I think a lot of the problem comes from being so isolated in this. Many people (sadly) have had miscarriages to deal with. Fewer have had infertility to deal with. Fewer still have been so young and had the matter compounded by debilitating illness (with the added chicken-and-egg side effect of low sex drive requiring hormones to fix, which will induce infertility, thus negating the point of trying to conceive). The resources do not appear to be out there for people in this situation.
So as much as my poor, sweet Husby is feeling useless and broken and upset about the situation, I am feeling as though life has, once again, thrown me the soiled end of the rope. Do people (somewhere) get good things in life with no catch? No small print saying ‘…but in order to balance out all the goodness, here’s a pile of crap for you to deal with’? No provisos? No strings attached?
I realise this is another ‘poor me’ post, but the thing which no-one told me when I first encountered the possibility of infertility was how much it would pervade every aspect of life.
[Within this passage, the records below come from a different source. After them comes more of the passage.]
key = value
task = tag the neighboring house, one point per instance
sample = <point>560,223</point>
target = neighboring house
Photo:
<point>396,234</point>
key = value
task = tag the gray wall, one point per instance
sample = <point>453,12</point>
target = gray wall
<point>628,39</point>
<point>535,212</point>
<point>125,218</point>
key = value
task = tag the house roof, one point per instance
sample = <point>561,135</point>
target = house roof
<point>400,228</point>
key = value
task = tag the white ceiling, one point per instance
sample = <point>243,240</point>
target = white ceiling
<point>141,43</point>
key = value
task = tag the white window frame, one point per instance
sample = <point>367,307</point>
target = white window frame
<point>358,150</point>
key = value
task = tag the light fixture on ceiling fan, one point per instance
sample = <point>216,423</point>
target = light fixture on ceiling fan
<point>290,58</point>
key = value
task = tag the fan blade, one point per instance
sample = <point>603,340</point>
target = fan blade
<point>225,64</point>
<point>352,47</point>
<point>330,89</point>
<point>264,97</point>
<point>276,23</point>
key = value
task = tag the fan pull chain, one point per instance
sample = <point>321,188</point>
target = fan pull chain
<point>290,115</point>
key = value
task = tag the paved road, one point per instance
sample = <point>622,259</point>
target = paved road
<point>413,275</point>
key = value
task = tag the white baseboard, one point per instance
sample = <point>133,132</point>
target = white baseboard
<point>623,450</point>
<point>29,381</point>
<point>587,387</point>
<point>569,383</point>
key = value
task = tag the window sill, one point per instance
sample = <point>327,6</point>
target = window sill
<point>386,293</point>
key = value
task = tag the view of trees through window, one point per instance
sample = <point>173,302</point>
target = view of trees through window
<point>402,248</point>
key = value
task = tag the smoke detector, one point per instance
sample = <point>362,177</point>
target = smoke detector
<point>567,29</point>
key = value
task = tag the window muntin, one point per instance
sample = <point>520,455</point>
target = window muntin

No-one warned me that as soon as I miscarried, there would be babies and pregnant women everywhere. You truly develop a radar for it. There was no indication of the amount of pain, stress and dividedness the miscarriage/pending infertility would cause; nor the sheer amount of mental space it would take up. It’s like having a macular hole in your retina – everything you see, it’s a part of. And no-one told me it wouldn’t be like that for him.
A sense of unworthiness is beginning to rear its ugly head again. Thank goodness tomorrow’s Monday and I will see the awesome Lynne, who can help me start putting things back into perspective again.